Every Friday here at Flavorwire, we like to gather up the week’s new movie trailers, give them a look-see, and rank them from worst to best — while taking a guess or two about what they might tell us (or hide from us) about the movies they’re promoting. We’ve got new seven trailers this week, featuring Bradley Cooper, Maggie Gyllenhaal, Viola Davis, Orlando Bloom, Kristen Bell, Elijah Wood, Zoe Saldana, and Olivia Wilde. Check ’em all out after the jump, and share your thoughts in the comments.
The Words
Brian Klugman and Lee Sternthal’s turgid drama was, by a good long shot, the worst movie we saw at Sundance — a ponderous movie, tinny and schematic and woefully predictable. Much like the movie, this trailer starts off promisingly enough, giving the broad strokes of the story and showcasing the story within the story (which, when you see the movie, turns out itself to be within yet another story). But when the power-pop hits at 1:45, you’ll want to crawl under your seat — it’s a poorly chosen cue, matched by woefully generic taglines like “some dreams test us” and “some moments change us.” Deep!
Won’t Back Down
Here’s a theme for the week: yet another trailer with a terrible pop song spinning the movie into something upbeat and zippy. (Plus, who calls their movie Won’t Back Down and uses neither Eminem nor Tom Petty?) Not that we were exactly all-in until then; in spite of a trio of our favorite actresses (Maggie Gyllenhaal, Viola Davis, and Holly Hunter), this looks like a not-even-a-little-bit-subtle slab of pro-charter school propaganda, dressed up as a feel-good empowerment crowd-pleaser. And by the by, producers Walden Media were also behind Waiting for “Superman.” What a remarkable coincidence!
Hit & Run
We’ve softened on Dax Shepard — mostly due to the fine work he’s done, week after week, on Parenthood — and we will always love Kristen Bell, the one and only Veronica Mars, no matter how many When in Romes she churns out. But we do not have high hopes for this little number, a dumb action/crass comedy hybrid that looks uncomfortably close to that Charlie Sheen atrocity The Chase. The trailer standbys are irritating — ah, yes, the profanity covered by horn honks and gunshots — and the throwaway shot of Bell in her underpants is pretty shameless. More than anything, we can’t believe anyone ever is trying to associate their movie with “Sweet Emotion,” a song that inextricably tied to Dazed and Confused forevermore. Is nothing sacred?
The Good Doctor
Your film editor could go the rest of his days without seeing another Orlando Bloom movie (he’s a handsome fellow, I’ll give you that; it’s that pesky walking and talking convincingly that seems to give him trouble), but his presence is not why this trailer fails. If anything, I spent the first half pleasantly surprised by how compelling the picture seems. The trouble is the second half, wherein we appear to see pretty much everything the movie has to show us.
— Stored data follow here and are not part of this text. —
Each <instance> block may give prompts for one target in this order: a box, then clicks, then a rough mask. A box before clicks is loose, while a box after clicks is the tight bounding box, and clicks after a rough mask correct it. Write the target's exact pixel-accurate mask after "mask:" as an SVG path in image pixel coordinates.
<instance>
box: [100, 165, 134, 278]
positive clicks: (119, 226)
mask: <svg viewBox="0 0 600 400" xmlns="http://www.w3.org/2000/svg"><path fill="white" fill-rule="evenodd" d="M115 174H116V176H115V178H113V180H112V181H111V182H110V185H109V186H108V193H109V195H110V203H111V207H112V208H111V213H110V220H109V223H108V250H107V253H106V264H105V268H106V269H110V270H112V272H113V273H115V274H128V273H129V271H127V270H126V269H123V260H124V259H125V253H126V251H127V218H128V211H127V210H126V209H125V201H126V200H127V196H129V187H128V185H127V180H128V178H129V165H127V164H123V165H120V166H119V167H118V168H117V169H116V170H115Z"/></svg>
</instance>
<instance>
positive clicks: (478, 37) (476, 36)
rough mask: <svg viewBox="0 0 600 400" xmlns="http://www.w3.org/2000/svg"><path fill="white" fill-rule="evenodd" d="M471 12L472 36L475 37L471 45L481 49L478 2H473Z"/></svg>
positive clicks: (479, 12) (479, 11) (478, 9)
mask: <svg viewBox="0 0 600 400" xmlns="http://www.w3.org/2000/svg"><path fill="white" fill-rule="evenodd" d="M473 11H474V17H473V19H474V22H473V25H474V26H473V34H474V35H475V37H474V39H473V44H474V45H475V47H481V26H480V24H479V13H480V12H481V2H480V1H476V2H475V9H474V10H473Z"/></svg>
Maybe there are some twists and surprises in store, but fore the most part, this looks less like a trailer than a three-minute Reader’s Digest Condensed Books version of the movie — and that’s not what good trailers are.
Maniac
Maniac was a reasonably successful movie from the 1980s, so it has to be remade (it’s a law, y’know). This NSFW Cannes teaser gives us a taste of said remake, which will apparently feature a lot of point-of-view camera, a fair amount of blood and boobs, some scares, and an Elijah Wood performance that is mighty disturbing. (He may have beaten poor Michael Cera to the punch on this one — the former George Michael indicated on a recent WTF podcast that he badly wanted to play a psychopath, but with his normal mannerisms.) Maniac could be another generic slasher movie, or it could be something more interesting; it’s hard to tell from this short glimpse.
The We and the I
Early word is not good on Michel Gondry’s latest, which premiered this week at Cannes, but whatever problems the film may have, they’re not on display here; this has the potential of being an enjoyable flick in the Spike Lee mold (we’re getting a mini-Do The Right Thing meets public-transit Get on the Bus vibe), and the trailer’s got a nice energy and humor about it. We’ll give it a chance — should it find domestic distribution, which some writers at Cannes think is far from guaranteed.
The Do-Deca-Pentathalon
The latest release from the Duplass Brothers, the DIY filmmakers behind The Puffy Chair, was actually made clear back in 2008, before their crossover into (somewhat) more mainstream filmmaking with Cyrus and Jeff, Who Lives at Home. We’re not sure why it sat on the shelf so long (reviews were mostly positive when it premiered at this year’s SXSW), and as good a hook as it is for the trailer, they probably weren’t waiting to tie it to the Olympics. Whatever the reason, it looks true to their form — low-fi, candid, raw, and funny.